Edinburgh medics on the frontline against coronavirus

STV News gains exclusive access to doctors and nurses tackling the virus inside the city's royal infirmary.

STV News has had exclusive access to one of the country’s biggest hospitals as preparations are stepped up in the battle against coronavirus.

Medics working on an intensive care unit at the Royal Infirmary of Edinburgh (RIE) are on the frontline.

They wear protective gear because they are treating patients with Covid-19, a vital line of defence highlighted today by the death of a nurse in England who had the condition.

“There’s a natural anxiety among our staff, there’s no doubt about it. I think there is confidence once they’ve been in the area a few times and they’re confident with the donning of their PPE (personal protective equipment) that they are feeling more comfortable with that process,” said Jane McNulty, associate nurse director at the RIE.

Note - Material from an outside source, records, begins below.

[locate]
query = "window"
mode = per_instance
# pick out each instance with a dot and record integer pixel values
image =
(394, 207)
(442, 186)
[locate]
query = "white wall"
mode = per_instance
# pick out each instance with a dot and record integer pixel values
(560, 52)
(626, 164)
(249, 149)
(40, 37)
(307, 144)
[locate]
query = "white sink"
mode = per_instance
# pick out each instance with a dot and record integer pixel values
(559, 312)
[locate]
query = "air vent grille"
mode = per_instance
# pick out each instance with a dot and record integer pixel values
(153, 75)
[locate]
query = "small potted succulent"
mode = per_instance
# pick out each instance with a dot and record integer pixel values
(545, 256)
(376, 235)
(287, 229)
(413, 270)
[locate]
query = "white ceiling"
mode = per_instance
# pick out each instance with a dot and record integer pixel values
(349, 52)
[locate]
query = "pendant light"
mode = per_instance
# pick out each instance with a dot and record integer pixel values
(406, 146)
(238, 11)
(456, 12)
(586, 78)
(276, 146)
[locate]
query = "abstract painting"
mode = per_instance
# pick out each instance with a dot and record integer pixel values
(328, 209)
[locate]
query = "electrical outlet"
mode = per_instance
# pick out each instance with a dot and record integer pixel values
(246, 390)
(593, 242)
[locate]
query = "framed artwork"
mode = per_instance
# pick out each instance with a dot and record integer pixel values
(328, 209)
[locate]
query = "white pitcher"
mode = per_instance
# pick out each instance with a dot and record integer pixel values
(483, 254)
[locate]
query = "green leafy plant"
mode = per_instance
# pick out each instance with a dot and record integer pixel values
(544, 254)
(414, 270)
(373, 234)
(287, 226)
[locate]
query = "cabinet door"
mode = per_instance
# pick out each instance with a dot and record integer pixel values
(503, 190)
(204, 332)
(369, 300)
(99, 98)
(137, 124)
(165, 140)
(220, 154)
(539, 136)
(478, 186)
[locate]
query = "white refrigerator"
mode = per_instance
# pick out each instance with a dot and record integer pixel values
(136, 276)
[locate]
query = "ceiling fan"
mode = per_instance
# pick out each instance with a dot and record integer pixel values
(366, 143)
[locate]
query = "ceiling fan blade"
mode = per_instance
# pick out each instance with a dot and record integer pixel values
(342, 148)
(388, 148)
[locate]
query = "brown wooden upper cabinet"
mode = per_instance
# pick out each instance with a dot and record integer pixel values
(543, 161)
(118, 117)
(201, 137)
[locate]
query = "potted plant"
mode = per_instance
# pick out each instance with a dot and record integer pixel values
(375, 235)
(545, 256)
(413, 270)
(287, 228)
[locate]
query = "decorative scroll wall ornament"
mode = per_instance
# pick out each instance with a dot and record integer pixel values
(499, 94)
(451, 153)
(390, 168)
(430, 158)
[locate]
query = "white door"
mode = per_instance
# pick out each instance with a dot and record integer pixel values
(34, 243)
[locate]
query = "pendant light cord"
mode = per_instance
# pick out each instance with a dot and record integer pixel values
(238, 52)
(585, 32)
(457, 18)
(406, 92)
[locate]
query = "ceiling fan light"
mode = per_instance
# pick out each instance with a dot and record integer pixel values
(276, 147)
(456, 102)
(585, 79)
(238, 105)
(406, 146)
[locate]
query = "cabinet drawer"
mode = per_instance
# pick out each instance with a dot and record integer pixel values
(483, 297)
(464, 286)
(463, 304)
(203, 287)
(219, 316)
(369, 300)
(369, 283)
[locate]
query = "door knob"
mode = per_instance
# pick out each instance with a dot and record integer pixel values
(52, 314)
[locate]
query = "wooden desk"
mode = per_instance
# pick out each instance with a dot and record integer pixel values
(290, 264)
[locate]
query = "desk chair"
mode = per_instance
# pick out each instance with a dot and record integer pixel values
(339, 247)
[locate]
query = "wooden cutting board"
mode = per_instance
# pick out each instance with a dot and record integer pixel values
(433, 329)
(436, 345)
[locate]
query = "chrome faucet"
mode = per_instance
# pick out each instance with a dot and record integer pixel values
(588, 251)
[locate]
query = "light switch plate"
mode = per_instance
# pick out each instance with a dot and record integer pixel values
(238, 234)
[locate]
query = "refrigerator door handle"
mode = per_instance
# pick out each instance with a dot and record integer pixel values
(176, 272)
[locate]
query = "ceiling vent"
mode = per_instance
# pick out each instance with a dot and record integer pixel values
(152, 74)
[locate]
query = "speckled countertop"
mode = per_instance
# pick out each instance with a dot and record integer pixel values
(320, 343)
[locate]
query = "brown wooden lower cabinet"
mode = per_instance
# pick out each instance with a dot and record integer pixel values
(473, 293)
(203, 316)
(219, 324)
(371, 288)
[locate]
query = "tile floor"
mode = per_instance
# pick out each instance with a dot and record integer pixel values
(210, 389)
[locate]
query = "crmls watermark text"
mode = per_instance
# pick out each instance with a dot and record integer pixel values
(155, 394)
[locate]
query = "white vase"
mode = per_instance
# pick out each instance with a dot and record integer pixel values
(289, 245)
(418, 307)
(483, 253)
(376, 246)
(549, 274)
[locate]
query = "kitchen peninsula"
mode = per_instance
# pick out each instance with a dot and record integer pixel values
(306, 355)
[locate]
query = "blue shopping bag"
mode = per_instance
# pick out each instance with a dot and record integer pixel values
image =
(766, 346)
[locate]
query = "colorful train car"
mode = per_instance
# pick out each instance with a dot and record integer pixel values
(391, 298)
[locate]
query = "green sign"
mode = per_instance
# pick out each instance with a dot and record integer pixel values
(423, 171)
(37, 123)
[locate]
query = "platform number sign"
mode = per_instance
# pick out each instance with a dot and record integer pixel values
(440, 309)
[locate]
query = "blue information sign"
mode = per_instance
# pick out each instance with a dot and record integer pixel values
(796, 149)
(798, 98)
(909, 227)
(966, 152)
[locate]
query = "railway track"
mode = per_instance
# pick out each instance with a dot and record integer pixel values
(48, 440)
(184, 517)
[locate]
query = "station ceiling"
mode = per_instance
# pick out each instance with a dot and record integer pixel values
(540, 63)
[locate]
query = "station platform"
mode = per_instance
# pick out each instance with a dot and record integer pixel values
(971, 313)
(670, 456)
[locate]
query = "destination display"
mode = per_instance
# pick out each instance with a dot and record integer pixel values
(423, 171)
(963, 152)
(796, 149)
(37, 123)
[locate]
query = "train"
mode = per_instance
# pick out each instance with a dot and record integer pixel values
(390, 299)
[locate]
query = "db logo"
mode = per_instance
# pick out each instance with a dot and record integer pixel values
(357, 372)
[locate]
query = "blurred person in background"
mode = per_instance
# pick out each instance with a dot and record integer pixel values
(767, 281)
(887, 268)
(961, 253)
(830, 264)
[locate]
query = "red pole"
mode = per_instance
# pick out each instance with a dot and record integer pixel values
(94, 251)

“We may be working like this for a number of weeks or months to come so I think it’s very important to make sure our workforce are well supported and that they are able to give the care they can through this period,” she added.

There are usually around thirty intensive care beds at the RIE. But today, like every day of late, they’re working flat out to increase that. It’s now well over 100.

Downstairs in Scotland’s busiest A&E department they’re running a split service. One zone is for regular work and the other is kept separate for suspected Covid-19 cases.

The vast majority of people who contract coronavirus won’t need to go near a hospital.

But for those who do the system at the RIE it now means if an intensive care ward reaches 50 percent full another one is opened.

Dr Dave McKean, emergency medicine consultant, said: “Although we have a significant increase in patients presenting with coronavirus we still have our normal workload to deal with so people still present with heart attacks or strokes.

“And it’s really important that we’re able to deliver them the same high level of care that we normally do. At the moment, for example, that still makes up about sixty per-cent of our workload – it’s people that don’t have coronavirus, it’s other things they’ve presented to the emergency department with,” he added.

No-one can be sure about exactly what’s to come but medical staff at the RIE deal with life and death every day and they’re confident they’re as ready as it’s possible to be.